Simpler Navigation for Servers and Operating Systems
Completed: a much simpler Servers and Operating Systems section of the Community. We combined many of the older boards, so you won't have to click through so many levels to get at the information you need.

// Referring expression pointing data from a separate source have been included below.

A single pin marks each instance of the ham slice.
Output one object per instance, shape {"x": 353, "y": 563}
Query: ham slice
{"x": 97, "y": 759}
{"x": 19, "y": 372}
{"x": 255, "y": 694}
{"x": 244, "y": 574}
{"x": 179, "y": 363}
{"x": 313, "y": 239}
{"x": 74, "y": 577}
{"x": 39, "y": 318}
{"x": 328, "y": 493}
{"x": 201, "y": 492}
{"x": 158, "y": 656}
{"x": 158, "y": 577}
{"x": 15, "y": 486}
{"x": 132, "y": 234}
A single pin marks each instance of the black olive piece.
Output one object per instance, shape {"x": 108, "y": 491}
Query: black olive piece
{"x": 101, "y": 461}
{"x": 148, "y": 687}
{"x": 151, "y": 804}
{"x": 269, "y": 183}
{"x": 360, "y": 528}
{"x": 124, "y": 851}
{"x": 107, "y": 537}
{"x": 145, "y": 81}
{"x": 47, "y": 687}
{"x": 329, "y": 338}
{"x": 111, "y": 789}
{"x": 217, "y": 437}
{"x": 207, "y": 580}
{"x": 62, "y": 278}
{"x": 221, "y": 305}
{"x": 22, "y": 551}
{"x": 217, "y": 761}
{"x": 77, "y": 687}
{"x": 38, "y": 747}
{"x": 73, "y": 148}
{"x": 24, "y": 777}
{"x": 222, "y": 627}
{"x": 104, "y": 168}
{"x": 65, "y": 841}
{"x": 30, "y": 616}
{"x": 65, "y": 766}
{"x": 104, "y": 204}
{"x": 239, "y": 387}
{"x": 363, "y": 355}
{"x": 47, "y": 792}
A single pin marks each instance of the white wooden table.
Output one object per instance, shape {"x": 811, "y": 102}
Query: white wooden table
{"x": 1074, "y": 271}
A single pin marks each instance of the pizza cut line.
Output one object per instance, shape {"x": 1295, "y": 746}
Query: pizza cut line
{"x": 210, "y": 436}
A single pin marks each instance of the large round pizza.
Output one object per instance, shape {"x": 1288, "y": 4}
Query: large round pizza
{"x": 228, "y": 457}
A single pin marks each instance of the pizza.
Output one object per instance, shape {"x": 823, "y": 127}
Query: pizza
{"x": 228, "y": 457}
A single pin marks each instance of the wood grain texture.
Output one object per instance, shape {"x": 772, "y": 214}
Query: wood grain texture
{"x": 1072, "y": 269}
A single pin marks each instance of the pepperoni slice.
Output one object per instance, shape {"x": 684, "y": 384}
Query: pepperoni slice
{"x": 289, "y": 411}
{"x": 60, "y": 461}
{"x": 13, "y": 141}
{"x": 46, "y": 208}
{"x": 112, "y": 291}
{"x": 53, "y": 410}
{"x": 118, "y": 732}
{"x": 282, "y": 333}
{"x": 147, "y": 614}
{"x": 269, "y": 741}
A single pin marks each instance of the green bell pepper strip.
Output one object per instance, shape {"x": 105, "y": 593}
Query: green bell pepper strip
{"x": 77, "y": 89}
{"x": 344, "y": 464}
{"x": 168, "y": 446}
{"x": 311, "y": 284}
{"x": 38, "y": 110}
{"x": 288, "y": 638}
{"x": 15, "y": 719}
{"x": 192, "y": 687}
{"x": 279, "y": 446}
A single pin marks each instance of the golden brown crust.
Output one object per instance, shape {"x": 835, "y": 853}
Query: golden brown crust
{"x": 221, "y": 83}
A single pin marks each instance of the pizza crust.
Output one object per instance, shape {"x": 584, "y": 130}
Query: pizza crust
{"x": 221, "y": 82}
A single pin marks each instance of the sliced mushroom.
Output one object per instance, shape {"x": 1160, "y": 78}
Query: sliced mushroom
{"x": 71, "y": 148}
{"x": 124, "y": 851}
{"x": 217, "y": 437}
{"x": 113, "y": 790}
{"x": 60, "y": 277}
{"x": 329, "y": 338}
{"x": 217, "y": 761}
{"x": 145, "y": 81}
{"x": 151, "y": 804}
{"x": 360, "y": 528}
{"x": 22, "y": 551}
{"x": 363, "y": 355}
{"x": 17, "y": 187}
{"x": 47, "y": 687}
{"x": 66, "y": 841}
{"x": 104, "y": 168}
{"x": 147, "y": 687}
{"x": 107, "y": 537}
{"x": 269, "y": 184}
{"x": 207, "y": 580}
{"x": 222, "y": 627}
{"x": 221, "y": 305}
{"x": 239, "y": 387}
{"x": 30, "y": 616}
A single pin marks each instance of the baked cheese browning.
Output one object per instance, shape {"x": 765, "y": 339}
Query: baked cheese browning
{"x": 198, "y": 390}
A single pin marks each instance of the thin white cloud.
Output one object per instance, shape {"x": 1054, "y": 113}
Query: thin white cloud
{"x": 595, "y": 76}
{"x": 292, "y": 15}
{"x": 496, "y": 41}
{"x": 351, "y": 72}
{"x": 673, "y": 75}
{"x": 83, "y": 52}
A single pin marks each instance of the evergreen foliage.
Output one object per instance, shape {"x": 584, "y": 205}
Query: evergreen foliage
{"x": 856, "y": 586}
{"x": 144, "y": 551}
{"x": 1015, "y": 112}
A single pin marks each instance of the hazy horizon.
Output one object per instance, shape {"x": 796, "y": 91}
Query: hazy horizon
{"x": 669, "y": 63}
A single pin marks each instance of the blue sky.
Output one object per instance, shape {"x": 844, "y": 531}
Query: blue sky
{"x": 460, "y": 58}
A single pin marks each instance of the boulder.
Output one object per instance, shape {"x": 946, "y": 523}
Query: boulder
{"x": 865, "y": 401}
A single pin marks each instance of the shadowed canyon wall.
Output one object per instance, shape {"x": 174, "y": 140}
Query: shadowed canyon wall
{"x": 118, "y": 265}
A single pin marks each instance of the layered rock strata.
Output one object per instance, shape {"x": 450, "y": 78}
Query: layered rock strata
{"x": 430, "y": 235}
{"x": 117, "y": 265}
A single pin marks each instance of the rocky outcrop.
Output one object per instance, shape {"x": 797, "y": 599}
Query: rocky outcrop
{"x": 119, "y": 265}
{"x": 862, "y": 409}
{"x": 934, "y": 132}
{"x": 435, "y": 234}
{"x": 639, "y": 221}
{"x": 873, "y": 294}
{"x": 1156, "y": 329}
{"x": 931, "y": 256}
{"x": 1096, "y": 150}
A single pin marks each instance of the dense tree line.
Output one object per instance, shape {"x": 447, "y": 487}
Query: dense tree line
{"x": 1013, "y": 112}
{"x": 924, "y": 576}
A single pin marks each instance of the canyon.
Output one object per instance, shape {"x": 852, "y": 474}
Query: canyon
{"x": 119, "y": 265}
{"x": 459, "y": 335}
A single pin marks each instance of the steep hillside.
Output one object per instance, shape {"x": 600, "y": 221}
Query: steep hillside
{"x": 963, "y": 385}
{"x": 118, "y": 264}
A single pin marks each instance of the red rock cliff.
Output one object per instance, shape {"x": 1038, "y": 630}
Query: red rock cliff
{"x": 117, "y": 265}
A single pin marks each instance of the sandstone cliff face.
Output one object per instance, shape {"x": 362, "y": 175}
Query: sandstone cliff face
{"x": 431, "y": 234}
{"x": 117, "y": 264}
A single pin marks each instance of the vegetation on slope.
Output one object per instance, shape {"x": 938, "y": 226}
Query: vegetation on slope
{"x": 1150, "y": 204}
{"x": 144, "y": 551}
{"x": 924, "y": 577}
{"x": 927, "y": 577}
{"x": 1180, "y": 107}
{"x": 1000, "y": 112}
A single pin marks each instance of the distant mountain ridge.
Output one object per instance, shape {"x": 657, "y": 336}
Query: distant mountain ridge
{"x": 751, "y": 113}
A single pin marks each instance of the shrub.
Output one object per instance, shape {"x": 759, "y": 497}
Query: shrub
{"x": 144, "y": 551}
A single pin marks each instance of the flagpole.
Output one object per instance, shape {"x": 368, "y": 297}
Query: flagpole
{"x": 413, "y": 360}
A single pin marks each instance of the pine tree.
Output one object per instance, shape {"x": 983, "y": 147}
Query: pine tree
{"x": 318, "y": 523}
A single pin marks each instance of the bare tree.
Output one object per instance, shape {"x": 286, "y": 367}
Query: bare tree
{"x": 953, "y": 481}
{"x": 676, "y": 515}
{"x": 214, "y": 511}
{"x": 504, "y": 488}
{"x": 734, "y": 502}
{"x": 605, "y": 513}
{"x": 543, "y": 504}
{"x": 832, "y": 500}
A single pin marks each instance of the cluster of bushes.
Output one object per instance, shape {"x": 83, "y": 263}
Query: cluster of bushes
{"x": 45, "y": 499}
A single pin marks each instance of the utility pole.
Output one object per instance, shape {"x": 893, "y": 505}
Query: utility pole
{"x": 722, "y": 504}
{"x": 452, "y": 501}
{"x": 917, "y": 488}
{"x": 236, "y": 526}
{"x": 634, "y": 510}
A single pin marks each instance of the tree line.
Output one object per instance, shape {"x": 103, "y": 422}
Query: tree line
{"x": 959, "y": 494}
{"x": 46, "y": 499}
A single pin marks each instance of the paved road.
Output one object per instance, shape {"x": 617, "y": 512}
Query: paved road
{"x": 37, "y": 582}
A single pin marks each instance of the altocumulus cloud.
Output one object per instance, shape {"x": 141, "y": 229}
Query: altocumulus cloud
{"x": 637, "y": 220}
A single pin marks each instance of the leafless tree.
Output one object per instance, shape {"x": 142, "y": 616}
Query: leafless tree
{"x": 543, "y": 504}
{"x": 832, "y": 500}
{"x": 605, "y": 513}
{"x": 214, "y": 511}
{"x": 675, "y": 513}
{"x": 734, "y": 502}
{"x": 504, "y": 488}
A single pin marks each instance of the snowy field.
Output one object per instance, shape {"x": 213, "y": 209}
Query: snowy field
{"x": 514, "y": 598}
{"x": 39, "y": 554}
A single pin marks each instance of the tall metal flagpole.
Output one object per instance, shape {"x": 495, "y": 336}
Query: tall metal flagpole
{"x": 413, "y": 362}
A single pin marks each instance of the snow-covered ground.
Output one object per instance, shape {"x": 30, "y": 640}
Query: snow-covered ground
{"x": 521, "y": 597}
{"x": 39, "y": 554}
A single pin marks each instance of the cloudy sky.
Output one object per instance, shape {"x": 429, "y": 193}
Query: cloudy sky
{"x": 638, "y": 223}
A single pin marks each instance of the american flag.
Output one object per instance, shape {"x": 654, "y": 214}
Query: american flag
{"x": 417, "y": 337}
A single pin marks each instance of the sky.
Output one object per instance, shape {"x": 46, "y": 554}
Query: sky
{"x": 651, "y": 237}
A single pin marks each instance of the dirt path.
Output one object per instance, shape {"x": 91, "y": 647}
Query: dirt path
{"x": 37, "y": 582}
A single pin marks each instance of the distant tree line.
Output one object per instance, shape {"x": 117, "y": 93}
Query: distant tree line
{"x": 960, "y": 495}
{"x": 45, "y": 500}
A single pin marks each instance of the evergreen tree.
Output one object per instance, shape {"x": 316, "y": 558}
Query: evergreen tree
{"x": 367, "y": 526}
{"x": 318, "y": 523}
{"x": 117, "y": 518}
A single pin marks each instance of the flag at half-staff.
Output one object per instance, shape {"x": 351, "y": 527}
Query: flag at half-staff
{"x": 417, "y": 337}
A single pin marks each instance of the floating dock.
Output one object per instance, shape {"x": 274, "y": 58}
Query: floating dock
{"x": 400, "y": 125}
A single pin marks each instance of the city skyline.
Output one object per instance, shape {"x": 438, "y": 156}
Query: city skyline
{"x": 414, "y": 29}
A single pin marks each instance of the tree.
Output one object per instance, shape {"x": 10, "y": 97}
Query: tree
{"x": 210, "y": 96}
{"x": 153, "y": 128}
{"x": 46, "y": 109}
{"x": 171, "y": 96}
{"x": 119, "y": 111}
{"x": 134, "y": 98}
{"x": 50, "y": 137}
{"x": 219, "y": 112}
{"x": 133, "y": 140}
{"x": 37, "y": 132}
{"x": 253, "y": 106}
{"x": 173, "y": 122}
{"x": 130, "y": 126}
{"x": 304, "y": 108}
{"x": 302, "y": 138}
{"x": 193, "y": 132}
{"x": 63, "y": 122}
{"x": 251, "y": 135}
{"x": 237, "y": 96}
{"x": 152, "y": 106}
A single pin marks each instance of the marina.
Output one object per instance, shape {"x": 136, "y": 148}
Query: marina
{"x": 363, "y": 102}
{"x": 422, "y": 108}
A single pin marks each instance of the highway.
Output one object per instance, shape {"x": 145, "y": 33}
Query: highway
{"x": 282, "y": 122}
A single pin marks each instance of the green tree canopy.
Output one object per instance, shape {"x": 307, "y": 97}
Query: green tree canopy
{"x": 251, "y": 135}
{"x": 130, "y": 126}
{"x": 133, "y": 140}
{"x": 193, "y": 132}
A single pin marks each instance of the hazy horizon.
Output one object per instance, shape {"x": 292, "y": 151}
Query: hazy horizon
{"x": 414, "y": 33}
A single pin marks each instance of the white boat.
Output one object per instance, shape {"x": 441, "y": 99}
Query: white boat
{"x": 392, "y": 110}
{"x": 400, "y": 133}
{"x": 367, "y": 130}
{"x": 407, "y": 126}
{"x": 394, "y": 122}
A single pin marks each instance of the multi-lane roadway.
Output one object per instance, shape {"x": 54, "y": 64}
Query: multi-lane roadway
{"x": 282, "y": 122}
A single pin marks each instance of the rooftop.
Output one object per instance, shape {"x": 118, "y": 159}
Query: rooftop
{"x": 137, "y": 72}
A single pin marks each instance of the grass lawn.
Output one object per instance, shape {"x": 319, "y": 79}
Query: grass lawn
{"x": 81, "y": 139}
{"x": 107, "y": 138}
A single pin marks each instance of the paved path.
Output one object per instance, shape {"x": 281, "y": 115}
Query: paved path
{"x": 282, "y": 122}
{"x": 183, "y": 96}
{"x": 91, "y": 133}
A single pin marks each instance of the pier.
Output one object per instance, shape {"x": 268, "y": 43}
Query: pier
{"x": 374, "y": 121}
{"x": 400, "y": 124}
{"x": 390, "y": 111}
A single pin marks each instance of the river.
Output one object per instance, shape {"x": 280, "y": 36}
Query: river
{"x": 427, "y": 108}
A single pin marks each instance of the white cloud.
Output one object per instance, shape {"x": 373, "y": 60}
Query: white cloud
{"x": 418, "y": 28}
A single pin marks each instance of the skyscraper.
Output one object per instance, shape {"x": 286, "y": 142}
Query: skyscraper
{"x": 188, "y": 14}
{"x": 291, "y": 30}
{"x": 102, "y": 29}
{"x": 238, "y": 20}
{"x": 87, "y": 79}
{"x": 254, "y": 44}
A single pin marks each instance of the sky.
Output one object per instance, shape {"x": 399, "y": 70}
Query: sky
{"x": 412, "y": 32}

Check the consolidated boards here as many sub-forums are now single boards.
Languages and Scripting
cancel
Showing results for 
Search instead for 
Did you mean: 

sh script - find string in two different files and compare

Highlighted
Ratzie
Super Advisor

sh script - find string in two different files and compare

I think I am going to have a hard time explaining this one, so sorry in advance...

 

I have a file that contains multiple entries:

.BEGIN
UPDATE/5552166619,,,
.DELETE_ALL RELATED
ACCOUNT/52727963
.INSERT_RELATED/
RELATED/myemail@email.net
.END_INSERT
.EOR
 
.BEGIN
UPDATE/5552194161,,,
.DELETE_ALL RELATED
ACCOUNT/52728912
.INSERT_RELATED/
RELATED/diffemail@myemail.net
.END_INSERT
.EOR

 

This goes on and on...

I have another file almost identical it may contain the same (UPDATE/7digits) it may not.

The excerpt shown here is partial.